With free agency starting to cool off, here are three observations on the Sky’s offseason as teams shift their attention to the draft next month: 

1. One Parker comes as another goes

In the biggest free-agency move in franchise history, the Sky signed Candace Parker to a two-year, $385,000 deal last month. 

Coming off two consecutive postseason appearances, the Sky were in desperate need of an MVP-caliber player to take them to the next level. Parker makes the Sky early WNBA Finals favorites. 

Parker joins a loaded lineup that also features All-Stars Allie Quigley, Courtney Vandersloot and Diamond DeShields. She also can serve as a mentor to some of the team’s budding young players, including Azura Stevens, Gabby Williams and Kahleah Copper. 

Parker, who’s from Naperville, could end up playing her final seasons for her hometown team. Winning a championship in Chicago would be a storybook ending to her illustrious career.

But the acquisition of Parker came at the expense of a player with the same surname. Cheyenne Parker intended to return to the Sky for her seventh WNBA season, but the signing of Candace Parker left little salary-cap room for that to happen. 

Ultimately, Cheyenne Parker signed a three-year deal with the Dream, starting at $185,000. Parker, whose natural ability to connect with fans made her a favorite, will miss her teammates and the city she has adopted as her second home, but she’s excited about her new beginning in Atlanta.

2. Stevens’ extension

Coach James Wade said he’s looking forward to a healthy competition among his players this season with the majority of the roster on expiring contracts. 

One player, however, secured her future last month.

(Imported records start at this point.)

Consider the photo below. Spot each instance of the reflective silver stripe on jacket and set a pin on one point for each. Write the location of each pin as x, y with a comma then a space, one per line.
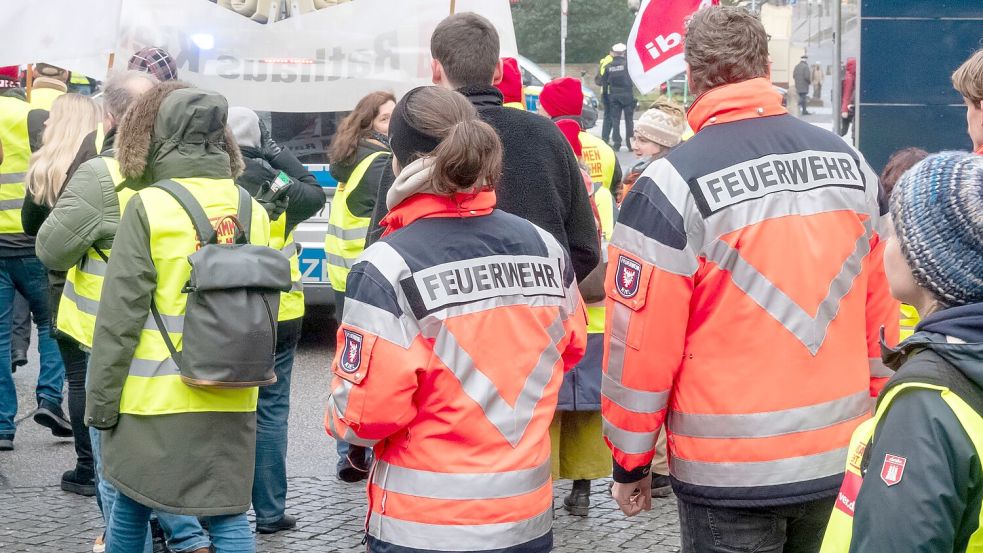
510, 421
878, 369
809, 330
771, 423
339, 261
459, 537
760, 473
460, 486
12, 178
9, 205
638, 401
151, 368
348, 234
632, 443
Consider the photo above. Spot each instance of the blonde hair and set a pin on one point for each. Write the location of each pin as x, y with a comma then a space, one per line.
73, 117
968, 79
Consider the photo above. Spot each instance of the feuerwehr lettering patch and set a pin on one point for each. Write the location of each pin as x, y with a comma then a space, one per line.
893, 469
627, 277
351, 356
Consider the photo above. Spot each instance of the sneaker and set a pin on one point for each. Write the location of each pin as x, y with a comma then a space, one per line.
661, 486
79, 482
18, 358
286, 523
50, 415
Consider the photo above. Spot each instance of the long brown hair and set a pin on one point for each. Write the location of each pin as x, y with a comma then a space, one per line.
469, 155
356, 126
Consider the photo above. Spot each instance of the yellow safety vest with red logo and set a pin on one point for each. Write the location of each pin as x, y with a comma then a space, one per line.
839, 531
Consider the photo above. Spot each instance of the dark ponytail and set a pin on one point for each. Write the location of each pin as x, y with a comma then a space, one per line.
468, 155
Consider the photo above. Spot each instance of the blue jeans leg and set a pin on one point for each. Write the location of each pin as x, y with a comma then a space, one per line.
231, 534
129, 526
272, 413
8, 393
184, 533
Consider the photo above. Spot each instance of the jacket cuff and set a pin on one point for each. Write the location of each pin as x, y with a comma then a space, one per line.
102, 418
625, 476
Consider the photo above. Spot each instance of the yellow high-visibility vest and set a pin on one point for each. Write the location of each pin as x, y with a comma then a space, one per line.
83, 284
15, 137
153, 385
839, 531
345, 239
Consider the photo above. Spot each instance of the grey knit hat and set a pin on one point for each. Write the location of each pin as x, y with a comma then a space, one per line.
938, 215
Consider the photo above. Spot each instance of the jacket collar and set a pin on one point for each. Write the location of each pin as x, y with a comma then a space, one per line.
424, 206
735, 102
482, 95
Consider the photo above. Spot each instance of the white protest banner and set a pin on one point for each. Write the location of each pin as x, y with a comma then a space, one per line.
655, 45
321, 61
59, 32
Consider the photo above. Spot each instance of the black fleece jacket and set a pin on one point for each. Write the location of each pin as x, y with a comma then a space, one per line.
935, 505
541, 180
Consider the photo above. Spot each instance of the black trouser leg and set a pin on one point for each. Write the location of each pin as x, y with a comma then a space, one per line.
76, 362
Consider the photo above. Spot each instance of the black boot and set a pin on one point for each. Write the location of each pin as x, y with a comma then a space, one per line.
578, 502
79, 481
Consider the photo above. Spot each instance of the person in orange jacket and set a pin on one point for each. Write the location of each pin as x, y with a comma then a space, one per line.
460, 428
746, 292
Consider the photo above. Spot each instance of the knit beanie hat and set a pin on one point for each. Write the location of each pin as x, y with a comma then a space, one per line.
937, 208
511, 85
563, 97
244, 124
155, 61
571, 131
663, 124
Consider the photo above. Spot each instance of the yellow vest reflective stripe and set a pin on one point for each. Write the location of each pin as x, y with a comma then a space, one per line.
909, 320
44, 98
83, 284
153, 385
345, 239
599, 158
839, 532
605, 209
292, 302
16, 141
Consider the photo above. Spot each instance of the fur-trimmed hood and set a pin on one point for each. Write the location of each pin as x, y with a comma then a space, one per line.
175, 131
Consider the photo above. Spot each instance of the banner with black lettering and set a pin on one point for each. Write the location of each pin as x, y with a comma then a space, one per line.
320, 61
655, 45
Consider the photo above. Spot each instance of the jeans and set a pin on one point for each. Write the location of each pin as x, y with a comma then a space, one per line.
795, 528
76, 363
128, 529
272, 412
184, 533
20, 336
622, 106
29, 277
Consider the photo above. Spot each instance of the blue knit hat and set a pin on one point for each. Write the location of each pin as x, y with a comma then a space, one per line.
938, 216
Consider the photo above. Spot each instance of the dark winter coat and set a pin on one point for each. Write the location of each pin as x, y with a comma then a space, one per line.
541, 180
936, 504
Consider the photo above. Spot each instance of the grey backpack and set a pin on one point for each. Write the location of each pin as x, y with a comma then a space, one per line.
229, 334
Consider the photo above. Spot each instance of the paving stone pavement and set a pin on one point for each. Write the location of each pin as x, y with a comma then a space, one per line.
330, 516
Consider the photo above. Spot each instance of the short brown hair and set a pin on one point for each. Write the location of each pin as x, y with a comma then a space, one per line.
968, 79
725, 45
469, 153
466, 45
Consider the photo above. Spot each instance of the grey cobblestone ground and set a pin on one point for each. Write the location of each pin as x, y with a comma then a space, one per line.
330, 517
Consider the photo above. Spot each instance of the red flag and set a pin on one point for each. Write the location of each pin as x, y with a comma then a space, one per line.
655, 46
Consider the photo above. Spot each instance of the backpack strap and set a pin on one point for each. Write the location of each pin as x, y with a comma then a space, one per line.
187, 201
245, 213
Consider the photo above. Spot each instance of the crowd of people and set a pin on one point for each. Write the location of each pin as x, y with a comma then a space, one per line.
514, 307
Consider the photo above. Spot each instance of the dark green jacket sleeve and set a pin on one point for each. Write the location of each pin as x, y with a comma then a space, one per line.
132, 277
935, 505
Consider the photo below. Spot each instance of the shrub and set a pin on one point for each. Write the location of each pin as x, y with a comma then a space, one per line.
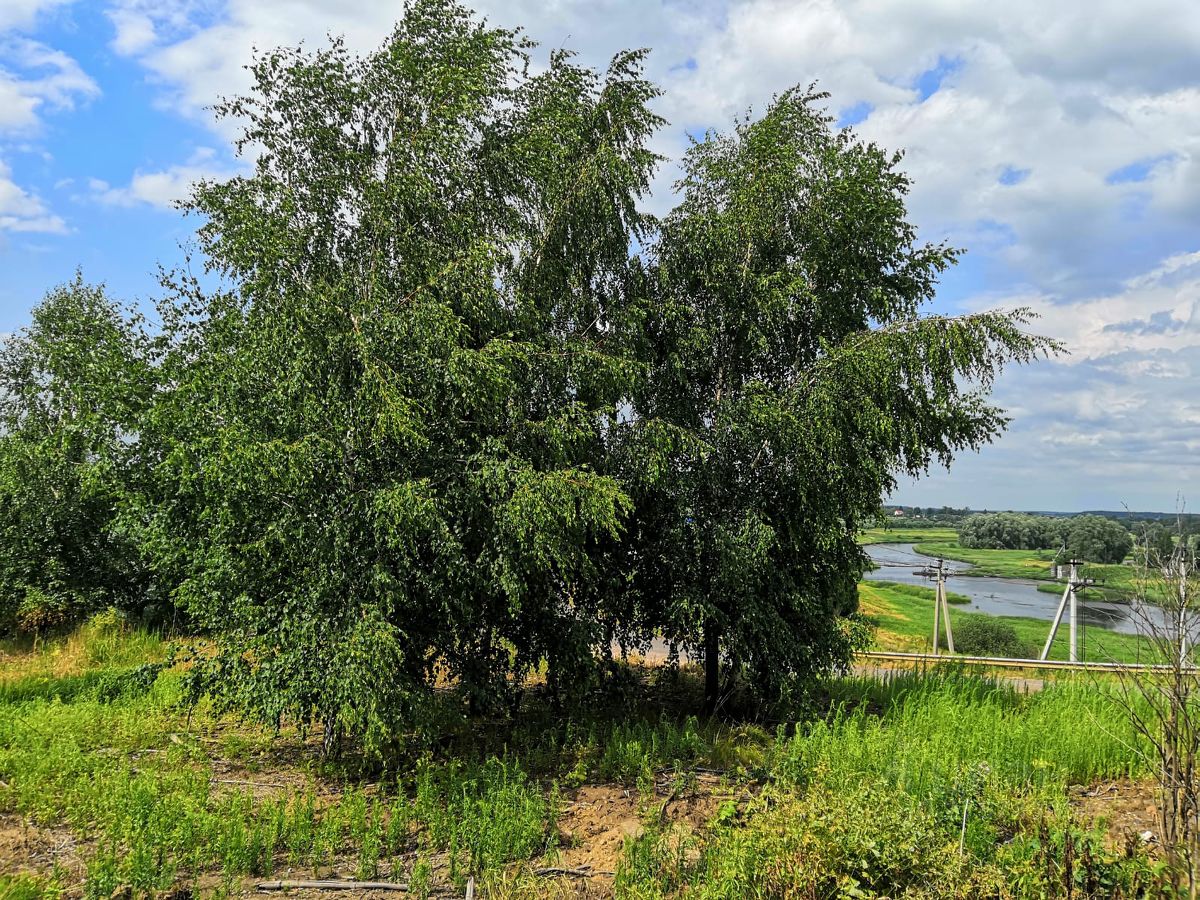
989, 637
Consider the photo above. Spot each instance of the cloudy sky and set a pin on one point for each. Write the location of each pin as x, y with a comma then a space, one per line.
1057, 143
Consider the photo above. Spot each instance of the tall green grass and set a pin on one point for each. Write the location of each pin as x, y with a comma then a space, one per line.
118, 759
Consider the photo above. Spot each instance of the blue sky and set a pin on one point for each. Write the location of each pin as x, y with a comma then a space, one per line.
1057, 143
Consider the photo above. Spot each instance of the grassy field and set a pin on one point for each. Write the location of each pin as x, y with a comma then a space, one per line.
111, 786
1007, 563
904, 618
906, 534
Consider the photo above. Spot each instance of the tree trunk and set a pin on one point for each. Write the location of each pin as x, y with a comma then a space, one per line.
712, 666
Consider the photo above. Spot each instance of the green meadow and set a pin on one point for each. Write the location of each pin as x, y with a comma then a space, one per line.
929, 784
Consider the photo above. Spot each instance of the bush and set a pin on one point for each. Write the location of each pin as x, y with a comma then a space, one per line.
989, 637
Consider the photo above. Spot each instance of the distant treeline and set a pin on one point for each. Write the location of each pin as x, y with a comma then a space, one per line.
1092, 538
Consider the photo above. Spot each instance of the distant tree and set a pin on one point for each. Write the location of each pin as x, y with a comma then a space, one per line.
1159, 541
385, 453
1011, 531
72, 385
1097, 539
790, 379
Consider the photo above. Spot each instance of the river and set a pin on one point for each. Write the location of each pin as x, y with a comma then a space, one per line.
995, 595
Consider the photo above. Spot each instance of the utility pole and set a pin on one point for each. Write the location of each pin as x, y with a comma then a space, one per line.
1073, 585
1183, 606
941, 605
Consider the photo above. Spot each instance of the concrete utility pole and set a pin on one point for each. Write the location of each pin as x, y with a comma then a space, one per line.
1073, 585
941, 605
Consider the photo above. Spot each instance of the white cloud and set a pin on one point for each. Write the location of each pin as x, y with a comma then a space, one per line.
22, 13
24, 211
1158, 310
35, 78
1066, 95
162, 189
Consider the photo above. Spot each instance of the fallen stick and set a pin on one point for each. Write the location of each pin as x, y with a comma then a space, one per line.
330, 886
250, 784
552, 870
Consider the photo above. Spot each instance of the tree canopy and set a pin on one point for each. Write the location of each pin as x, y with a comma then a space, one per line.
72, 385
462, 409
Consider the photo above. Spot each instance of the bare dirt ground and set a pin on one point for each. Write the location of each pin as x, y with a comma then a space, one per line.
1125, 808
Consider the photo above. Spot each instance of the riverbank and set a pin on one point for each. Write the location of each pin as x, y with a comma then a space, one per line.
903, 616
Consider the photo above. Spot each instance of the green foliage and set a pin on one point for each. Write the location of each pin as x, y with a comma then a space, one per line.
981, 636
72, 385
384, 455
865, 798
790, 379
1013, 531
441, 425
1097, 539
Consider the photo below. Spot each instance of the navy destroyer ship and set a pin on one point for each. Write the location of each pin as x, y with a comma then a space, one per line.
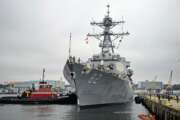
105, 78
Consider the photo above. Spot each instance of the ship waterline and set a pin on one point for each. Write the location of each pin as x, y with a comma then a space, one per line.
97, 87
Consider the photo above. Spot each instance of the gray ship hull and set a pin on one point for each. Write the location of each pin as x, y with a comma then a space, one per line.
96, 87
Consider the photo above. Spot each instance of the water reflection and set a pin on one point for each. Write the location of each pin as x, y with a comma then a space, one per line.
69, 112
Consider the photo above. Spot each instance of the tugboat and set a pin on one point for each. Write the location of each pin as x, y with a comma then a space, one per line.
43, 95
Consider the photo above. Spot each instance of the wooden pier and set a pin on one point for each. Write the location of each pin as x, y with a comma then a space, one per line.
163, 108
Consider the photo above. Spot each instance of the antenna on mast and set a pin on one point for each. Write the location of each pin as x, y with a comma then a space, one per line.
108, 9
43, 75
70, 45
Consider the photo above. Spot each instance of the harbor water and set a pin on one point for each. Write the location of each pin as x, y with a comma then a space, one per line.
128, 111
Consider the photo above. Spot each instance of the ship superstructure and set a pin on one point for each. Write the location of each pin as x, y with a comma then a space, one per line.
105, 78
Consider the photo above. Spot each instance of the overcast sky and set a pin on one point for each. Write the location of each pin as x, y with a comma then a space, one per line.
35, 34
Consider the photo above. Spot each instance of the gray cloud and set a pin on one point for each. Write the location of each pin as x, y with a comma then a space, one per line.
34, 34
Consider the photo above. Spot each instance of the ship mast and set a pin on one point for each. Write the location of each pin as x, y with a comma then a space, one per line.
106, 43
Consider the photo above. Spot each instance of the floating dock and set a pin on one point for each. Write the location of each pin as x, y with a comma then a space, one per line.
164, 108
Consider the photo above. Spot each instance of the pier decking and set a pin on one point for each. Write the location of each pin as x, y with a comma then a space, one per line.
164, 108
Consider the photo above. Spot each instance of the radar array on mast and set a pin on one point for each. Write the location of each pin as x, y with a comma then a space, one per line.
106, 43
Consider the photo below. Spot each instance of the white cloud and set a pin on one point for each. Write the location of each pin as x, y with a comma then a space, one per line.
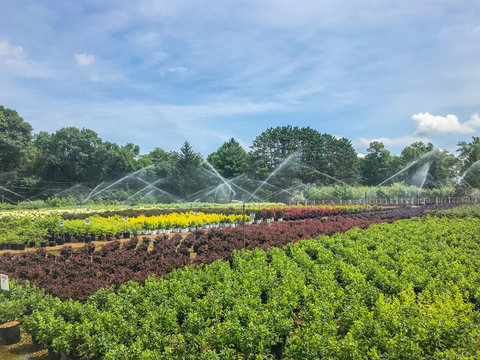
437, 124
105, 78
9, 53
15, 59
401, 141
178, 70
84, 59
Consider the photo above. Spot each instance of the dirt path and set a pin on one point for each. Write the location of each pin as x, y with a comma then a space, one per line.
78, 245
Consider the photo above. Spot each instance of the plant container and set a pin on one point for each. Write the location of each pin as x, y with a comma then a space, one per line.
10, 333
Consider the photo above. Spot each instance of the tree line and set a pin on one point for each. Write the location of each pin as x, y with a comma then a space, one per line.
35, 163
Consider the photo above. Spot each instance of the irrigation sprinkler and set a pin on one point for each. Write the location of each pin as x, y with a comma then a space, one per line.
244, 225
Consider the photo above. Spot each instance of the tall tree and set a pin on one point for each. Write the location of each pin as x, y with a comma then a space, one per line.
320, 157
469, 154
230, 159
187, 178
15, 137
376, 166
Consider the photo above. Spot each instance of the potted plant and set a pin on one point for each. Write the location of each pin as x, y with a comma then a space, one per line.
279, 214
9, 325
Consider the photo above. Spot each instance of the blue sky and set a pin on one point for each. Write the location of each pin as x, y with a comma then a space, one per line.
157, 73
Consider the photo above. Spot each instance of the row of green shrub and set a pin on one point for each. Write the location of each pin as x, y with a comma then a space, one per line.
407, 290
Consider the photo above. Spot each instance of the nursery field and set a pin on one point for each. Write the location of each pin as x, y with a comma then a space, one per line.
31, 228
390, 284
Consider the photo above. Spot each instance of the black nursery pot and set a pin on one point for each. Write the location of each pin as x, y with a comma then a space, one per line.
10, 334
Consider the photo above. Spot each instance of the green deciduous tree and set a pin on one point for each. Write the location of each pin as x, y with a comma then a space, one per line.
469, 155
230, 159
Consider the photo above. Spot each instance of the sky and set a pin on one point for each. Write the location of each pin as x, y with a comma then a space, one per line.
157, 73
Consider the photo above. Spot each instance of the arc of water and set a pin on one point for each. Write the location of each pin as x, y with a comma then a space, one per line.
15, 202
324, 174
287, 190
115, 182
176, 198
10, 191
218, 175
277, 169
407, 167
93, 190
476, 163
425, 170
144, 196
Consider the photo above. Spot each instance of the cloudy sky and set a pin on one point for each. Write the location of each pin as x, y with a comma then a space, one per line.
159, 72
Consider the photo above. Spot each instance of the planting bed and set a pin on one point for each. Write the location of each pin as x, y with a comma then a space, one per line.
407, 290
79, 274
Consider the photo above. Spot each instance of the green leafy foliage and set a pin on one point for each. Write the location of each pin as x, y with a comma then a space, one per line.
406, 290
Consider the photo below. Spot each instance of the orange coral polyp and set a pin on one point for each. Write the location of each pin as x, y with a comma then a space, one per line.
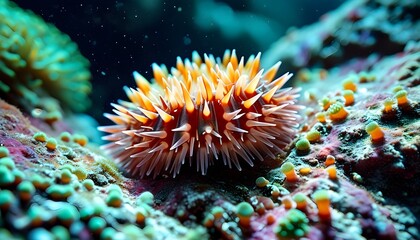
203, 111
321, 199
337, 112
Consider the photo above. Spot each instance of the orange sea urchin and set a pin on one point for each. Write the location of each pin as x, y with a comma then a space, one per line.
202, 110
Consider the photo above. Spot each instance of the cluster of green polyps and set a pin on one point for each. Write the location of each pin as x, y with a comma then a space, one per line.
67, 202
41, 69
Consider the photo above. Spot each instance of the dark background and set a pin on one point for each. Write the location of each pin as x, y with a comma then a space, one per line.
119, 37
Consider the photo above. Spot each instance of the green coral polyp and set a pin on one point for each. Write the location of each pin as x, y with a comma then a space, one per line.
4, 152
293, 225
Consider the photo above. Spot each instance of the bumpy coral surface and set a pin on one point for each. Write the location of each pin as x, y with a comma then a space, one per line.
351, 173
203, 111
41, 69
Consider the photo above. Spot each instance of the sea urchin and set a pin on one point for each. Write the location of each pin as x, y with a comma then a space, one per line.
202, 111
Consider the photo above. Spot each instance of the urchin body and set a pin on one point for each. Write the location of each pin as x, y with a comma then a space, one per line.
203, 111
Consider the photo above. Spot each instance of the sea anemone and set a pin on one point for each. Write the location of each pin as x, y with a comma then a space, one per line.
203, 110
40, 65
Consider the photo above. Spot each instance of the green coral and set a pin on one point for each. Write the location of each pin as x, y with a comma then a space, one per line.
41, 68
293, 226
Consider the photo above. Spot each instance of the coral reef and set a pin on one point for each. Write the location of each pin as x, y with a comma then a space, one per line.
351, 173
41, 69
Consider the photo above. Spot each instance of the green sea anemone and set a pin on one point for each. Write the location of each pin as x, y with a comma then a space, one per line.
41, 69
293, 225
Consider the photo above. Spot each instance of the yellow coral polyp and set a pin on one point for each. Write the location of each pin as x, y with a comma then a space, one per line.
337, 112
325, 103
288, 202
322, 201
375, 132
388, 105
330, 160
40, 64
321, 117
349, 84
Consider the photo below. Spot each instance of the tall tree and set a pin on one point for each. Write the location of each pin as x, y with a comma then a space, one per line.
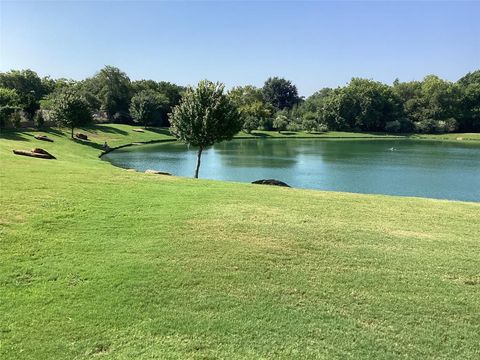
280, 93
250, 104
112, 87
29, 87
204, 117
469, 120
69, 108
9, 103
149, 107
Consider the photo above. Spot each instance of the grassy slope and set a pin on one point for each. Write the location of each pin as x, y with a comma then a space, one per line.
95, 260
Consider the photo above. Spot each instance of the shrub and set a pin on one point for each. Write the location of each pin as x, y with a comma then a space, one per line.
293, 127
309, 125
280, 123
322, 128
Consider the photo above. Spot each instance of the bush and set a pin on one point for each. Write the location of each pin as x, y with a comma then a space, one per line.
251, 123
280, 123
293, 127
322, 128
309, 125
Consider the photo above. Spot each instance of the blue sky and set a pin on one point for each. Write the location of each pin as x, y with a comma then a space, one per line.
314, 44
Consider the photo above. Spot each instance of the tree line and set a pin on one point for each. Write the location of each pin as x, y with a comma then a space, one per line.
432, 105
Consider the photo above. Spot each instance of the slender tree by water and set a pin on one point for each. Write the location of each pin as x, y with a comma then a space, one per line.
204, 117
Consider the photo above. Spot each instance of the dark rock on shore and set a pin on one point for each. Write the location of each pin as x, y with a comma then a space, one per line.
157, 172
36, 153
43, 138
81, 136
270, 182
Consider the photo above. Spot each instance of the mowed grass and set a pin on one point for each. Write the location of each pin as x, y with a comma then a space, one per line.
99, 262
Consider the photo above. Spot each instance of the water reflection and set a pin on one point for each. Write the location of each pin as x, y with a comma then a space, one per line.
397, 167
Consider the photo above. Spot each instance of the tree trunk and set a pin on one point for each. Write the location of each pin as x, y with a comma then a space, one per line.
199, 155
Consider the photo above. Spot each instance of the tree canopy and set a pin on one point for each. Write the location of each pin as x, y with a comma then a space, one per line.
70, 109
204, 117
149, 107
280, 93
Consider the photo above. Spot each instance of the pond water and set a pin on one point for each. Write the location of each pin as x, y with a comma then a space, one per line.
396, 167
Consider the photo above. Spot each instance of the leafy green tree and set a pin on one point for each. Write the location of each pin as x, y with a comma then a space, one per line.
39, 119
69, 108
204, 117
310, 122
149, 107
29, 87
280, 123
469, 104
249, 101
362, 105
112, 88
280, 93
9, 103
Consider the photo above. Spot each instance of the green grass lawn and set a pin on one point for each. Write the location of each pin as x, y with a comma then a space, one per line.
99, 262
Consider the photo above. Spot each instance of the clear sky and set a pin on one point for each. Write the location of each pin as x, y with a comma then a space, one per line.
314, 44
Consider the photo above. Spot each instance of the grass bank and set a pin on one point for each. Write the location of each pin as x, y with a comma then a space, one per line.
99, 261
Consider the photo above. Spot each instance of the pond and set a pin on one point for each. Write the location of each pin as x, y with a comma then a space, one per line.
396, 167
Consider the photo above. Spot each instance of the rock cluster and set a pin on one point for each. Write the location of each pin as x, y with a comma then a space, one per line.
270, 182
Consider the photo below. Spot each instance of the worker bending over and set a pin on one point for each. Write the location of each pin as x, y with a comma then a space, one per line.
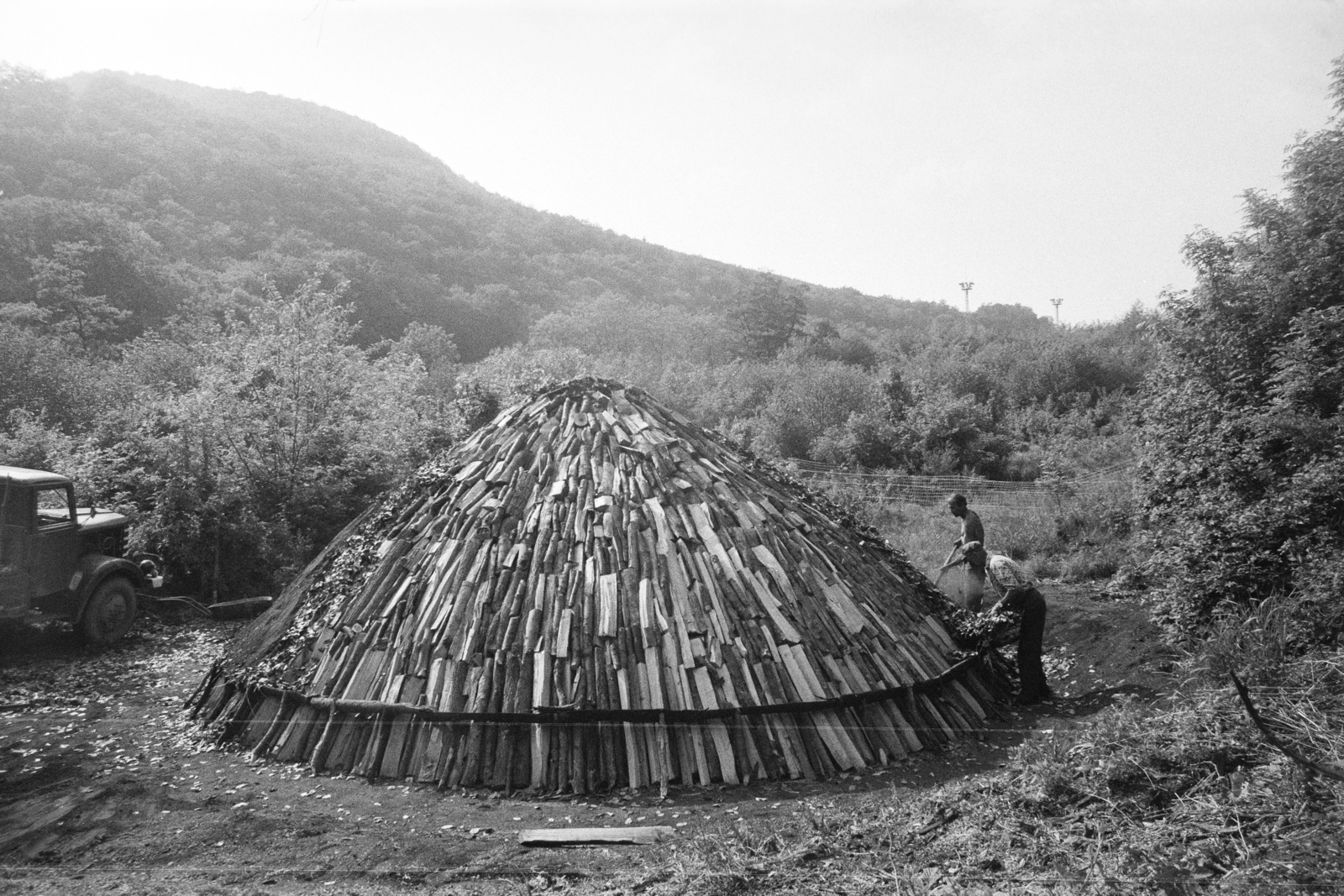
1018, 594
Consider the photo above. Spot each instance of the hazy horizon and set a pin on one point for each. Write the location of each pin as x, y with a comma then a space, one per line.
1042, 150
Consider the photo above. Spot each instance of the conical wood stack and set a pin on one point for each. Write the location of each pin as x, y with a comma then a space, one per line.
593, 593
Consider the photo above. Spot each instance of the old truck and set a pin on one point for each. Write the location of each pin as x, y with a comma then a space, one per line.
60, 560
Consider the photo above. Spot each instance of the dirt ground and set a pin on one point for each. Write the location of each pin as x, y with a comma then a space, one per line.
107, 788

Stevens signed a one-year contract extension, joining Candace Parker, 2020 first-round pick Ruthy Hebard and international player Marie Conde, who has yet to report to the team, as the only players committed to the Sky for the 2022 season. 

Wade sees Stevens being a key player for the Sky moving forward because of her offensive versatility and defensive toughness. She put together an impressive first half of the season in 2020 before a knee injury sidelined her for the second half. 

It will be worth watching to see whether the Sky move to re-sign other pending restricted free agents, such as Williams. It’s unlikely DeShields, who’s on the last year of her rookie deal, would accept an extension because she could possibly earn more money next offseason based on her performance in 2021, a league source said.

3. Who will back up Vandersloot?

The biggest question remaining for the Sky is, who will back up Vandersloot? The Sky are looking for a playmaking guard and solid defender who would mesh well with Williams on the second unit. 

Last month, the Sky signed former first-round pick Brittany Boyd to a training-camp contract, giving her an opportunity to fill that need. 

Boyd, the ninth overall pick of the 2015 draft, averaged 6.3 points, 3.9 assists and 3.2 rebounds in five seasons with the Liberty, who waived her last April. 

Boyd could be a good backup option for the Sky, although they also might consider using their eighth overall pick to draft a versatile guard, such as Arizona star Aari McDonald.